Hazy uses a range of best-in-class generator models to synthesise data:
Each of these has different properties and trade offs. This means that different models work better with different data and for different use cases.
Bayesian models are one-shot learning models that use a counting approach. They discretise column distributions and build an optimal bayesian network by maximising mutual information score.
This approach allows Bayesian models to deliver very high quality results on a variety of data sets. They can also run very fast, although in some cases their time-complexity can make them unsuitable for larger data sets.
The Synthetic Data Vault (SDV) is a system that builds generative models of relational databases.
Like Bayesian models, SDV uses a traditional statistical approach and is a one-shot learning model. It works by fitting a statistical distribution for each column and modelling the dependency between columns by calculating the variance-covariance matrix.

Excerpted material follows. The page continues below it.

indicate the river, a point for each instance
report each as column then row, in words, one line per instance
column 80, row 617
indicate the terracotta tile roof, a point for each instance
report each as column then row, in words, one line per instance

SDV has benefits around speed and simplicity -- it's fast and easy to understand. However, it can struggle for quality and has limitations on the data values and structures it can support.
Generative adversarial networks (GANs) are one of the most important technological breakthroughs in deep learning. Initially known for their ability to generate realistic synthetic images and videos, they've increasingly been shown to be applicable to other domains, including structured data.
GANs work by implicitly learning the probability distribution of a dataset and can then draw samples from the distribution. In many cases, they can outperform conventional statistical generative models -- both in capturing the correlation between columns and in scaling up for large datasets.
The task of selecting, configuring and optimising the right model for the data and use case is a core feature of the Hazy platform. We call it auto-tuning.
Auto-tuning sits in between data selection and training. It’s where we automatically match the best model to the data and optimise its configuration.
Once a data set has been read from a connector and the generator use case configured, Hazy iterates through the configuration and parameter space for each candidate generator model, exploring and testing for the optimum model selection and configuration.
This process allows Hazy to automatically choose, evaluate and apply the best synthetic data generation model to your data and validate this selection every time your data is read and your generator is re-trained.
Once a generator model is selected and configured, it is trained to learn the patterns and correlations in your source data. This trained model is then stored as a Hazy data generator that can be used to output representative synthetic data.
Hazy generators are re-trained on a regular basis, typically on a schedule, for example once a day, or when new data is available. See outputs for more information on using a generator.
Auto-tuning and training are compute intensive processes. Depending on the model and the data, it can take somewhere between minutes and weeks to train or re-train a generator.
The Hazy team can help you understand the trade offs and likely performance impact of specific data set + model combinations, both for first-run and auto-run usage. Where performance is a blocker, the first steps are:
- to accelerate tuning and training using a GPU
- manually bound the auto-tuning / parameter exploration process
Once trained, generators are extremely fast, with synthetic data generation typically bounded by IO rather than compute.